You can’t use just anything for a work rest. OSHA requires work rests to be rigid to provide stability. They also have to be adjustable to compensate for wheel wear. When you have to adjust the rest, make sure that the wheel is off. Once the adjustment is complete, be sure to clamp the rest securely.
OSHA also requires you to check the machine’s spindle speed before mounting a wheel. You do that to make sure the machine’s maximum operating speed is no higher than the speed marked on the wheel. In addition, you have to inspect wheels before you mount them to make sure they haven’t been damaged while being moved or stored.
There’s a special test you use to make sure a wheel isn’t cracked, and it appears in the OSHA standard, too. This “ring test” is very simple to perform. You gently tap a dry clean wheel with a light nonmetallic tool—perhaps a screwdriver handle for light wheels or a wooden mallet for heavier ones. The tap should produce a clear metallic “ping.” If the sound is more like a dull thud, the wheel is probably cracked and shouldn’t be used.

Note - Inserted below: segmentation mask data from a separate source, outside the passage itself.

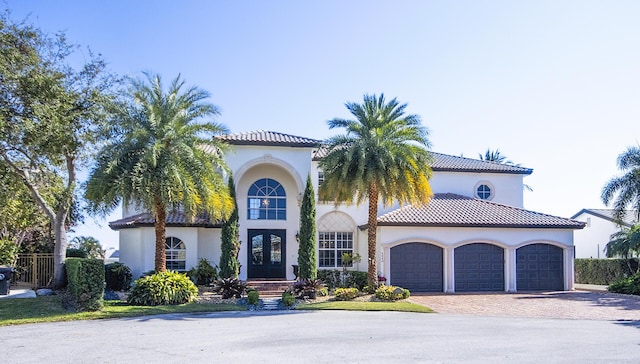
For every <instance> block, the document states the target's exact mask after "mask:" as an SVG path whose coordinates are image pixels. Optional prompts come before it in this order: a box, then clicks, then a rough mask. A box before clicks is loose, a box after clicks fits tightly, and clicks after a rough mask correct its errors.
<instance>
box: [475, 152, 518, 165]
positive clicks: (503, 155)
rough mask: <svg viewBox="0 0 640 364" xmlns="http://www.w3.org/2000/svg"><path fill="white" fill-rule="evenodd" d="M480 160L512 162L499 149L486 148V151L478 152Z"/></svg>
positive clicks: (495, 161)
mask: <svg viewBox="0 0 640 364" xmlns="http://www.w3.org/2000/svg"><path fill="white" fill-rule="evenodd" d="M478 156H479V157H480V160H481V161H491V162H496V163H500V164H509V165H511V164H513V162H512V161H510V160H508V159H507V157H506V156H504V155H502V154H500V149H496V150H491V149H489V148H487V151H486V152H485V153H484V155H482V153H478Z"/></svg>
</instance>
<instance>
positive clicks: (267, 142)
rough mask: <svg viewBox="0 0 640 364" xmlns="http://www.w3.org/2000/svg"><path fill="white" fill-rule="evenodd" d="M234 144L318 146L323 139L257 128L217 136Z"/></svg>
mask: <svg viewBox="0 0 640 364" xmlns="http://www.w3.org/2000/svg"><path fill="white" fill-rule="evenodd" d="M216 138H218V139H219V140H223V141H225V142H227V143H229V144H232V145H262V146H283V147H308V148H314V147H318V146H319V145H320V144H321V143H322V141H321V140H316V139H309V138H304V137H299V136H295V135H290V134H284V133H278V132H275V131H266V130H256V131H249V132H244V133H235V134H227V135H221V136H218V137H216Z"/></svg>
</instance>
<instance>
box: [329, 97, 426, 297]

Personal Protective Equipment
There are also other very important safety precautions you must take in order to prevent injury with abrasive wheel grinders. One of the most important is to use assigned personal protective equipment and clothing. You’ll probably need:
Safety eyeglasses with side shields or a full face shield to prevent chips or particles from getting into your eyes
Gloves to protect your hands from flying particles and sharp edges created during the grinding operation
A dust mask so you don’t inhale dust that could harm your respiratory system
Hearing protection to prevent hearing damage from all the noise grinding creates
You must also pay attention to your personal clothing. The essential rule is to not wear anything loose that could get caught in the machine. Scarves, ties, loose hair, and dangling jewelry are dangerous. If you’re wearing a long-sleeved shirt, button it at the wrist.
You also have to look out for the wheel itself. Grinding wheels are surprisingly delicate. They can be easily damaged if you handle them carelessly. It’s a good idea to store new ones carefully in a dry area close to the grinding operation. When you have to carry one, do it very carefully. Take special care not to drop it or to bump it against anything.
Your own work habits can also reduce the risk of accidents when you work with abrasive wheel grinders. Before starting the grinder, make sure that:
The work area has good lighting that doesn’t create glare or shadows
The grinder itself is steady or securely mounted, with the wheel mounted securely on the machine
The wheel is evenly worn, without substantial nicks and scrapes or indications of cracks
The floor and the work area are clean. Sparks could ignite debris, and water or other spills could cause electrical shock
The wheel is designed for the machine’s size and speed
The power transmission cover is secure
The electrical power source is properly grounded and its cord and connections are in good condition
The work rests are slightly below the wheel’s center and within an eighth of an inch of the wheel
You have firm control of the tool and don’t have to overreach
You’ve tested the wheel with no load, while standing off to the side, to make sure it’s operating safely
The grinder comes up to full speed before contact with the piece you’re working on
Abrasive wheel grinders are great machines, but careless operation can injure your hands, fingers, eyes, and respiratory system. The fact that OSHA finds so many abrasive wheel grinder violations every year should be a warning to all of us. Remember that the most common violations—and serious hazards—are failing to properly adjust the safety guards and the work rests. A wheel that fragments at high speed can cause severe personal injury and possibly death.